Give a buddy props on Facebook for his good advice, or simply lean over and thank your wife for pulling dinner duty last night while you unexpectedly worked late. these simple acts of kindness can make you feel happier and less likely to avoid things you don’t really want to do—like drive to work and spend all day in a cubicle.
This reminds your brain how many people play a meaningful role in your life
Keep and update of what’s happening around the world. However keep in mind that watching just 3 minutes makes.
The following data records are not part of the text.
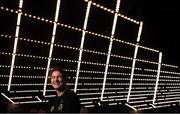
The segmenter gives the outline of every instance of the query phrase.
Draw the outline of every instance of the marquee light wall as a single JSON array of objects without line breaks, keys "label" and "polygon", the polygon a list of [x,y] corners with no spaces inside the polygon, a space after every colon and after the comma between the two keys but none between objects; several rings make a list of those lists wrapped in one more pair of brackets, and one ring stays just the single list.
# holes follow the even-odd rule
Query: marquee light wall
[{"label": "marquee light wall", "polygon": [[121,2],[1,0],[1,94],[14,104],[48,102],[49,70],[61,64],[85,107],[176,105],[179,67],[141,44],[143,22],[122,14]]}]

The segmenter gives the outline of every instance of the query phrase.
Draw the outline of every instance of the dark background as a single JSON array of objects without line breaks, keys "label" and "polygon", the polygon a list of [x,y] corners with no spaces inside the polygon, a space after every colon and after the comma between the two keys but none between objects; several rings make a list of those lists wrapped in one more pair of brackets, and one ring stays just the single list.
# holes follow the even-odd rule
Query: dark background
[{"label": "dark background", "polygon": [[141,45],[163,52],[163,63],[179,66],[177,0],[124,0],[123,12],[144,22]]}]

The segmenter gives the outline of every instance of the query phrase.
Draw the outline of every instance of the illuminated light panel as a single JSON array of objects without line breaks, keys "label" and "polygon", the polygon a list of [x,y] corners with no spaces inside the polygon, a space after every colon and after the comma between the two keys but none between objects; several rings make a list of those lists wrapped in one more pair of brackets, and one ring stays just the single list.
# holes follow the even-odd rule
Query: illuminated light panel
[{"label": "illuminated light panel", "polygon": [[55,35],[56,35],[56,29],[57,29],[57,22],[58,22],[58,17],[59,17],[59,9],[60,9],[60,0],[57,0],[56,3],[56,13],[55,13],[55,19],[54,19],[54,25],[53,25],[53,32],[52,32],[52,38],[51,38],[51,45],[50,45],[50,50],[49,50],[49,57],[48,57],[48,63],[47,63],[47,68],[46,68],[46,77],[44,80],[44,91],[43,95],[46,95],[46,85],[47,85],[47,79],[48,79],[48,74],[49,74],[49,67],[51,64],[51,57],[52,57],[52,52],[53,52],[53,47],[54,47],[54,40],[55,40]]},{"label": "illuminated light panel", "polygon": [[92,104],[93,102],[90,101],[90,102],[81,102],[81,104]]},{"label": "illuminated light panel", "polygon": [[[89,2],[89,1],[91,1],[91,0],[84,0],[84,1],[85,1],[85,2]],[[120,2],[119,2],[119,3],[120,3]],[[122,15],[122,14],[118,13],[118,12],[117,12],[117,8],[116,8],[116,11],[114,11],[114,10],[111,10],[111,9],[109,9],[109,8],[106,8],[106,7],[104,7],[104,6],[100,5],[100,4],[97,4],[97,3],[95,3],[95,2],[92,2],[92,5],[94,5],[94,6],[98,7],[98,8],[101,8],[101,9],[107,11],[107,12],[110,12],[110,13],[112,13],[112,14],[117,13],[117,16],[120,16],[121,18],[123,18],[123,19],[125,19],[125,20],[128,20],[128,21],[131,21],[131,22],[133,22],[133,23],[135,23],[135,24],[139,24],[139,21],[136,21],[136,20],[134,20],[134,19],[131,19],[130,17],[127,17],[127,16],[125,16],[125,15]]]},{"label": "illuminated light panel", "polygon": [[11,103],[15,104],[7,95],[5,95],[4,93],[1,93],[1,95],[3,95],[6,99],[8,99]]},{"label": "illuminated light panel", "polygon": [[129,98],[130,98],[130,94],[131,94],[133,77],[134,77],[134,70],[135,70],[135,64],[136,64],[136,57],[137,57],[142,27],[143,27],[143,22],[140,22],[139,30],[138,30],[138,36],[137,36],[137,40],[136,40],[136,46],[135,46],[135,50],[134,50],[134,57],[133,57],[133,62],[132,62],[132,69],[131,69],[131,77],[130,77],[130,82],[129,82],[129,91],[128,91],[128,96],[127,96],[127,102],[129,102]]},{"label": "illuminated light panel", "polygon": [[12,82],[13,68],[14,68],[14,63],[15,63],[15,54],[16,54],[16,50],[17,50],[19,29],[20,29],[21,15],[22,15],[22,10],[21,10],[22,6],[23,6],[23,0],[20,0],[19,1],[18,16],[17,16],[17,23],[16,23],[16,32],[15,32],[15,39],[14,39],[13,55],[12,55],[12,60],[11,60],[11,69],[10,69],[8,89],[7,89],[8,91],[10,91],[11,82]]},{"label": "illuminated light panel", "polygon": [[108,72],[108,67],[109,67],[109,60],[110,60],[110,55],[111,55],[111,50],[112,50],[112,44],[113,44],[113,38],[114,38],[114,33],[117,25],[117,13],[119,12],[119,7],[120,7],[120,0],[117,0],[116,2],[116,13],[114,14],[114,20],[113,20],[113,26],[112,26],[112,31],[111,31],[111,38],[110,38],[110,43],[109,43],[109,48],[108,48],[108,55],[107,55],[107,60],[106,60],[106,66],[105,66],[105,73],[104,73],[104,80],[103,80],[103,87],[102,87],[102,94],[101,94],[101,101],[103,101],[103,95],[105,91],[105,84],[106,84],[106,78],[107,78],[107,72]]},{"label": "illuminated light panel", "polygon": [[130,107],[131,109],[133,109],[133,110],[137,111],[137,109],[136,109],[136,108],[134,108],[133,106],[131,106],[131,105],[129,105],[129,104],[125,103],[125,105],[126,105],[126,106],[128,106],[128,107]]},{"label": "illuminated light panel", "polygon": [[[1,34],[1,36],[2,37],[12,38],[12,36],[10,36],[10,35]],[[108,39],[110,39],[110,37]],[[38,43],[38,44],[51,45],[51,43],[49,43],[49,42],[43,42],[43,41],[38,41],[38,40],[31,40],[31,39],[27,39],[27,38],[19,38],[19,40],[33,42],[33,43]],[[125,42],[125,41],[122,41],[122,40],[117,40],[117,39],[113,39],[113,40],[114,41],[119,41],[119,42],[124,43],[124,44],[129,44],[129,45],[131,44],[131,43],[128,43],[128,42]],[[80,48],[71,47],[71,46],[65,46],[65,45],[59,45],[59,44],[53,44],[53,45],[56,46],[56,47],[62,47],[62,48],[67,48],[67,49],[72,49],[72,50],[80,50]],[[131,44],[131,45],[135,46],[135,44]],[[103,52],[98,52],[98,51],[93,51],[93,50],[86,50],[86,49],[82,49],[82,50],[85,51],[85,52],[90,52],[90,53],[95,53],[95,54],[100,54],[100,55],[108,55],[108,53],[103,53]],[[125,56],[120,56],[120,55],[115,55],[115,54],[110,54],[110,55],[112,57],[133,60],[133,58],[131,58],[131,57],[125,57]],[[141,60],[141,59],[137,59],[137,61],[151,63],[151,64],[158,64],[158,62],[152,62],[152,61]]]},{"label": "illuminated light panel", "polygon": [[156,85],[155,85],[155,90],[154,90],[154,96],[153,96],[153,104],[155,103],[156,100],[156,94],[157,94],[157,87],[159,83],[159,76],[160,76],[160,71],[161,71],[161,62],[162,62],[162,53],[159,53],[159,64],[158,64],[158,71],[157,71],[157,78],[156,78]]},{"label": "illuminated light panel", "polygon": [[82,38],[81,38],[78,65],[77,65],[77,72],[76,72],[76,80],[75,80],[75,86],[74,86],[74,92],[75,93],[76,93],[76,90],[77,90],[77,84],[78,84],[78,78],[79,78],[79,70],[80,70],[80,65],[81,65],[82,52],[83,52],[83,47],[84,47],[84,40],[85,40],[85,34],[86,34],[86,28],[87,28],[87,23],[88,23],[91,4],[92,4],[92,1],[88,1],[87,8],[86,8],[86,15],[85,15],[85,19],[84,19],[83,31],[82,31]]},{"label": "illuminated light panel", "polygon": [[10,97],[10,99],[29,99],[33,98],[33,96],[26,96],[26,97]]}]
On the flipside, “starting your day with a solution-focused, inspiring story tells your brain your behaviour matters in the face of a challenge,” says Gielan. “This sets you up for success.”
A healthy breakfast. Breakfast seems to set the tone for the day. Eating early and nutritiously sets you up with energy and for healthy eating during the rest of the day.
Taking medications at the same time daily. Consistency with your medication serves as a reminder to take them and keeps them working properly.
Fun and Pleasure
Fun and simple pleasures. That’s right, your routine also needs things you do for pleasure every single day. We all have our own ideas about what’s fun, so be sure your routine also includes things that make you happy. Just be sure that what you’re doing for pleasure is healthy; sorry, this isn’t a loophole for drinking a six pack every night!
Family and friends
Build and enjoy your relationships. Make time for the people who matter to you. Family dinner is an excellent place to start. A regular date night with your spouse and coffee with friends can also be good routines to set.
This may look like a big list of things to do.Many of the items can be grouped together.The most important thing to remember about creating a routine to support your mental health is that it’s a work in progress. You don’t have to add all of these things to your routine this week. Start where you are and add one healthy habit to your routine at a time. If you don’t keep to the routine perfectly, that’s fine. Self-forgiveness is also good for your mental health.